As a manager, it is important to identify and understand the cost of producing a quality product. This will also help you understand better where money is being spent. The costs could be internal failure costs, external failure costs, appraisal costs or prevention costs. It is better to spend more money on Research & Development of new products than on recalls, complaints, returns, and replacements.
As the reputation of the organisation is important for attainment of business strategic objectives, it is an intangible asset that needs to be taken good care of. Having built that stellar reputation over a long period of time, you wouldn’t want to lose that overnight. In the midst of a bad crisis, the key to ensuring long-term survival of the business is how the management team and other personnel respond.
An organization that is intent in surviving a product recall without causing much damage to its reputation needs to implement the following strategies:
1. Recognize the problem and avoid panicking: When the number of product complaints or product-replacement queries are on the rise, instead of announcing a nationwide or worldwide recall immediately, completely analyse the problem first. It is important that you identify the root-cause of the problem within the value chain. Have in hand all the facts and figures pertaining to the situation. This will help you answer any serious questions that will come forth in the future, in particular, questions from customers, regulators and other affected parties. Taking time to reflect on the situation will ensure that no decisions are made hastily that will later come back to haunt the business.
2. Continue communicating with customers: As the final consumer of the product, consumers will always appreciate being kept in the light of recent developments to the situation. Engage your customers, find out how they genuinely feel about the product recall, whether they are happy with the way the situation has been handled, if not, ask them what they would have preferred to be done differently. Apologize to them and if need be, offer them an alternative product.
3. Establish a Business Continuity Plan: The fact that you are dealing with a recall for a particular product does not entail that you down tools and development of other products. If possible, set up a team dedicated to dealing with the product recall and have their day-to-day responsibilities covered by other team colleagues. With the business continuity plan, always make sure that it is constantly checked and reviewed to avoid the plan losing touch with current the business environment developments.
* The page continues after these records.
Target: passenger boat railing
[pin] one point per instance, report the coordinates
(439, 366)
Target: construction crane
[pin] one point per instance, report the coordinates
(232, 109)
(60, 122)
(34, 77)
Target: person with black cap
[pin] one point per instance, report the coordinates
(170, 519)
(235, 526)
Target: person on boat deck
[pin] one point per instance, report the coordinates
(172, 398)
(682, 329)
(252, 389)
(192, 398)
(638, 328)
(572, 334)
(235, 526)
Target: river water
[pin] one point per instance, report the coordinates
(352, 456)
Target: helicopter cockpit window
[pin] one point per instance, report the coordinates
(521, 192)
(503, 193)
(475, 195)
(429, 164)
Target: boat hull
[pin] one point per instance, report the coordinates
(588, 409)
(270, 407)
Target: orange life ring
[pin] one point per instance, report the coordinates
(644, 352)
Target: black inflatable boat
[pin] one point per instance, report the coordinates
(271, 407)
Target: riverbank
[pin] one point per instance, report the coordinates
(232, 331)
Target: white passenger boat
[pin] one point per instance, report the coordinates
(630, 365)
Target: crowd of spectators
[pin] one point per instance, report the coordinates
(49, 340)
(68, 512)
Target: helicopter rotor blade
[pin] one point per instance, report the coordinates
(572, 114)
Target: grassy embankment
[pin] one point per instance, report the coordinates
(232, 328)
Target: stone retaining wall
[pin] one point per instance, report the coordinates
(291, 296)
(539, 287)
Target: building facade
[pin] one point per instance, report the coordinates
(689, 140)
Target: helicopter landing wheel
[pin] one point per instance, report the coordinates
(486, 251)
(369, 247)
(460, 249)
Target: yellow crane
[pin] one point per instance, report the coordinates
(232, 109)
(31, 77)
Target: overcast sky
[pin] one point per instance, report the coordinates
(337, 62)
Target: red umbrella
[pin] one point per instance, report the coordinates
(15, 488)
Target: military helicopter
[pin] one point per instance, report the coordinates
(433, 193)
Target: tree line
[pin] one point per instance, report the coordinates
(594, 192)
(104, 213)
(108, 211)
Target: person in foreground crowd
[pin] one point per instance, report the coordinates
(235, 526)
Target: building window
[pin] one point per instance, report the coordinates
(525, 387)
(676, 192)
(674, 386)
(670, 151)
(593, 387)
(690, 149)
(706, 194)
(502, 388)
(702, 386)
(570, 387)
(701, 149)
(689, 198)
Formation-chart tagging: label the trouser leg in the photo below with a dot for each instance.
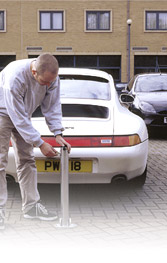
(5, 133)
(26, 171)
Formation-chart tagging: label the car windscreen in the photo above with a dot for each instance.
(84, 89)
(151, 83)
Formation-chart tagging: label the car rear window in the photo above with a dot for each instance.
(151, 83)
(84, 89)
(79, 110)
Also make sure that you understand the regulatory standards governing your product or industry as this might have a bearing on the amount of fines, penalties, compensation claims and other payments you are liable to pay.
4. Stop selling the affected product(s): Sometimes managers are caught in the midst of the events, having to deal with the media, angry customers, competitors and other issues that they forget to pull the product(s) off the shelf. The problem with failing to remove the product off the shelf is that, some customers may buy the product even after the recall announcement then later on claim liability on the grounds that they made the purchase before the announcement. This will increase your total liability bill which is an additional burden you are trying to avoid.
5. Check the insurance cover: The probability of facing legal claims after the recall is potentially high. Does your insurance provide cover for such claims?